The iShares MSCI Mexico Capped ETF (NYSEArca: EWW) is down 5.4% this year as the lone dedicated Mexico exchange traded fund has been pressured by the slumping peso, prompting investors to make EWW the worst Latin America single-country ETF in terms of lost assets to start 2016.

Mexico is at risk as its reserve coverage ratio, or foreign exchange reserves divided by its funding gap, is just 1.6 years, which is less than the seven years of Russia, another oil exporter. Additionally, Mexico is constrained by its near-zero real interest rate, leaving little room to cut rates if its economy weakens.

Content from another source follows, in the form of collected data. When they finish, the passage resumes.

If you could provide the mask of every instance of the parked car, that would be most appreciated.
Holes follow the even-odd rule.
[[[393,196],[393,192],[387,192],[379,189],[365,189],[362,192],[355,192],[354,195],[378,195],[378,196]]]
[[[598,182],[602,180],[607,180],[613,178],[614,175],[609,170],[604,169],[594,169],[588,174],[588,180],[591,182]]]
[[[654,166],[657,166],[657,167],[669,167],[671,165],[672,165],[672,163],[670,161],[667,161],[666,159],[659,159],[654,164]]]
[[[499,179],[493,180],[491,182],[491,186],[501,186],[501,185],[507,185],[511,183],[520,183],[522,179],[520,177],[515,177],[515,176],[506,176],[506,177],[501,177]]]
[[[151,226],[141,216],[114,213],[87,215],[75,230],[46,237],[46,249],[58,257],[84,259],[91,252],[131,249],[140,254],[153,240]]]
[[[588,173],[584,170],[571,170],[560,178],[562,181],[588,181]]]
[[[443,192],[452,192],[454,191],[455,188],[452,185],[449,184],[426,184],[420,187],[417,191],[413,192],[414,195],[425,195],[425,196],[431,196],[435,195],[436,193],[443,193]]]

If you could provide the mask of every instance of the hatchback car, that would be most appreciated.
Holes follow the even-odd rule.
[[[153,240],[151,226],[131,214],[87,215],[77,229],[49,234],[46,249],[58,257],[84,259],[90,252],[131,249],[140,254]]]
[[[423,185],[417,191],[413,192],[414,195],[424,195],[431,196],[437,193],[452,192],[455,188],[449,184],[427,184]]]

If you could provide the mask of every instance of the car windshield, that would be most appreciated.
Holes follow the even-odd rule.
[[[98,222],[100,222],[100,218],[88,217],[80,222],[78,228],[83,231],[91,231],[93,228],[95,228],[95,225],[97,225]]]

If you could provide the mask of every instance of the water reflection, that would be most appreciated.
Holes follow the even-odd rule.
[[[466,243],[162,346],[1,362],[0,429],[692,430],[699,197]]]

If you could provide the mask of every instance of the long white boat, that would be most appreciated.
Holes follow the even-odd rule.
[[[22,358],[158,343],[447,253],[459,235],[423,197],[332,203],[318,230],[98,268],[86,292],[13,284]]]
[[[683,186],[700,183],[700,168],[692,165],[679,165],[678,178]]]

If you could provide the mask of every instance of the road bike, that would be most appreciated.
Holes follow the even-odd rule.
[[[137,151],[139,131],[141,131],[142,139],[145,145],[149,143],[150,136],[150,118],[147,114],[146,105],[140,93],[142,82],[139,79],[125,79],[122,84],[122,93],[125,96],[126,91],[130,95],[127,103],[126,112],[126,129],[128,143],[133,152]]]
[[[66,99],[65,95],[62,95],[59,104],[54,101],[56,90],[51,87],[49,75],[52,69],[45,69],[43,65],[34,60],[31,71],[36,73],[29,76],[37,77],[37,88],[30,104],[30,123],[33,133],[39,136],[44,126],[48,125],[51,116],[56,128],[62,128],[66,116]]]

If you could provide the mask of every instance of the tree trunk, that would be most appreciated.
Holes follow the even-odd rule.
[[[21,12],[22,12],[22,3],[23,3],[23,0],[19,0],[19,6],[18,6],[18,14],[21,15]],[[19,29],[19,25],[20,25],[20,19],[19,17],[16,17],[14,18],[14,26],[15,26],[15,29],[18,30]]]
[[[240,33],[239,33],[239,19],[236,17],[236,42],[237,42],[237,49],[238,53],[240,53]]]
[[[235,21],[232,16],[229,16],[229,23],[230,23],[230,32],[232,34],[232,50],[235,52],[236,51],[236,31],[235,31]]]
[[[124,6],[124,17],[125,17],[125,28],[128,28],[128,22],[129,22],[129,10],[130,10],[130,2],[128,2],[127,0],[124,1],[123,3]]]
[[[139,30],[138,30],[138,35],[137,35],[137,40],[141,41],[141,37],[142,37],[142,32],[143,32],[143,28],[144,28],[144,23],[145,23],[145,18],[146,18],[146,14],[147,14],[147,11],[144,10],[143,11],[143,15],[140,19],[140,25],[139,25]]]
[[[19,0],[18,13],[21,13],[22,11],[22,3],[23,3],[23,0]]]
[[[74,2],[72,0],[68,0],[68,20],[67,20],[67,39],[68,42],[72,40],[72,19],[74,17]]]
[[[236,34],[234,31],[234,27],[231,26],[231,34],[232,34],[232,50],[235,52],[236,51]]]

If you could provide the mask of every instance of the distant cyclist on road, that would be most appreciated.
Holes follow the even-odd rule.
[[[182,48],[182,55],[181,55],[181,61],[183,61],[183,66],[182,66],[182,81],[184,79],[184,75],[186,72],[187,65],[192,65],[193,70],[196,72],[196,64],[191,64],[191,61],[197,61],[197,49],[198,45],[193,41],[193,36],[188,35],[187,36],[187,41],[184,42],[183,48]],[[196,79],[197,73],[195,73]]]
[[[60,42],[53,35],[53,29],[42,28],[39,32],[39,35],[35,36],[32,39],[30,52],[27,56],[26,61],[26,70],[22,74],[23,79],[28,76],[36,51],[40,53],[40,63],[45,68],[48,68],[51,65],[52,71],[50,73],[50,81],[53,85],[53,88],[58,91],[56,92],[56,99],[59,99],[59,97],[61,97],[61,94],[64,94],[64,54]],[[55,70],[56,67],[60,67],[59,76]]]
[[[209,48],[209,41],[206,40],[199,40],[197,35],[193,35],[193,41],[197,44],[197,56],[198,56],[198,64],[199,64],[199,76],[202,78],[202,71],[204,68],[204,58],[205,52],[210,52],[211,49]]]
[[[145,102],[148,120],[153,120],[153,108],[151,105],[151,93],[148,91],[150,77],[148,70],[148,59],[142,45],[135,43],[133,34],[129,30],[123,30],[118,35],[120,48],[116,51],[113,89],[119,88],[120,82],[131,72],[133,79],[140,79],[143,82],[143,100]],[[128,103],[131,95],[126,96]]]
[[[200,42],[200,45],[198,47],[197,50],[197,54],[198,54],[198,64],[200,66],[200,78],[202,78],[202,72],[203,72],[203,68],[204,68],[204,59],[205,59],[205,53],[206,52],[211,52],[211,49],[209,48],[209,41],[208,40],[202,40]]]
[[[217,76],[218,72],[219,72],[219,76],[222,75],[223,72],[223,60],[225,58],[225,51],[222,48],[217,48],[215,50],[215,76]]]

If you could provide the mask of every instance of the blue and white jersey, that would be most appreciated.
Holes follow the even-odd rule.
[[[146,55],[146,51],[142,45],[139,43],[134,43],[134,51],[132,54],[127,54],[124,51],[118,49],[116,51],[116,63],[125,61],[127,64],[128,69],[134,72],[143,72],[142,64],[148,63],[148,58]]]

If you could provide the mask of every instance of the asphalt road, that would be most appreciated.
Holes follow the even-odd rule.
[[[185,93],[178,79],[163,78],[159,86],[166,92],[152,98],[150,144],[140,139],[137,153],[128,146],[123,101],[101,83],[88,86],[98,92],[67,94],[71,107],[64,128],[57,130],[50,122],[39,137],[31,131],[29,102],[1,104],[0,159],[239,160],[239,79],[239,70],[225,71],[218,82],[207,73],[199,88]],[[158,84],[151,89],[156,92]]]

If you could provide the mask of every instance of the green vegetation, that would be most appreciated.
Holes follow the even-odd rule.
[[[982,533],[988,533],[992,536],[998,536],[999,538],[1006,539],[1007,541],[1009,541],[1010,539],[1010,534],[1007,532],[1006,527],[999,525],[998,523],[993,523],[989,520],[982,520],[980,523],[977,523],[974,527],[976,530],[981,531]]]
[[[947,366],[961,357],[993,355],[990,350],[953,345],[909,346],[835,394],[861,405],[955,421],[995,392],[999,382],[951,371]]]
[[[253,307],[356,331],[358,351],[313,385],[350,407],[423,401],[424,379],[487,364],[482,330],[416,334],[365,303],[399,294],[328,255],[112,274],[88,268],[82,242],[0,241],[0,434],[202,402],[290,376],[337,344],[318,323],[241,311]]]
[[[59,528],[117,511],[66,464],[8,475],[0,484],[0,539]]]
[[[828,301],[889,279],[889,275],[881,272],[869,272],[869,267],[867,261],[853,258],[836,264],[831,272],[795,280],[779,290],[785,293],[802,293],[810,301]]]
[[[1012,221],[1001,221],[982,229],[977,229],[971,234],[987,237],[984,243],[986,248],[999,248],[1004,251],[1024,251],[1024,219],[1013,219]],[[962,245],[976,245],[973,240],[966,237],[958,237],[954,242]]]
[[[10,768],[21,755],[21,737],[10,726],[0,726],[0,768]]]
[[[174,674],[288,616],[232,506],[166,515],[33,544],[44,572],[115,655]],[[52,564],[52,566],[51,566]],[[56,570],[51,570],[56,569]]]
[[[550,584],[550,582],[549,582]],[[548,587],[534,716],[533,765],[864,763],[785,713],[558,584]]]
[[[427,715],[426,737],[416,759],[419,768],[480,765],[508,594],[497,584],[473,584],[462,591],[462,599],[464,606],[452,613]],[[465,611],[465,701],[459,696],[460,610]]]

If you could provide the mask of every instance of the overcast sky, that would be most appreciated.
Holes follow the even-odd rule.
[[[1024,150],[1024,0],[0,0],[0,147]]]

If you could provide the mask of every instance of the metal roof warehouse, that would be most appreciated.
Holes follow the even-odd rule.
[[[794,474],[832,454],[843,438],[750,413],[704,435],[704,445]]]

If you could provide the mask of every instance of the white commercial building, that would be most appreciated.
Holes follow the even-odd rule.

According to JPMorgan Asset management, Colombia and Mexico are now members of the so-called fragile five group of emerging markets, edging out Brazil and India, reports Steven Johnson for the Financial Times.

However, there are reasons to believe that Mexico could be perhaps the most reliable Latin American investment destination in 2016.

“Data show Mexico’s private consumption fell by a seasonally-adjusted 0.2% month-over-month in November, implying the annual rate of change slowed. But using data not adjusted for seasonal factors, private consumption increased 3.9% year over year as expected, and that was the fastest rate in five months,” reports Dimitra DeFotis for Barron’s, citing Citigroup research.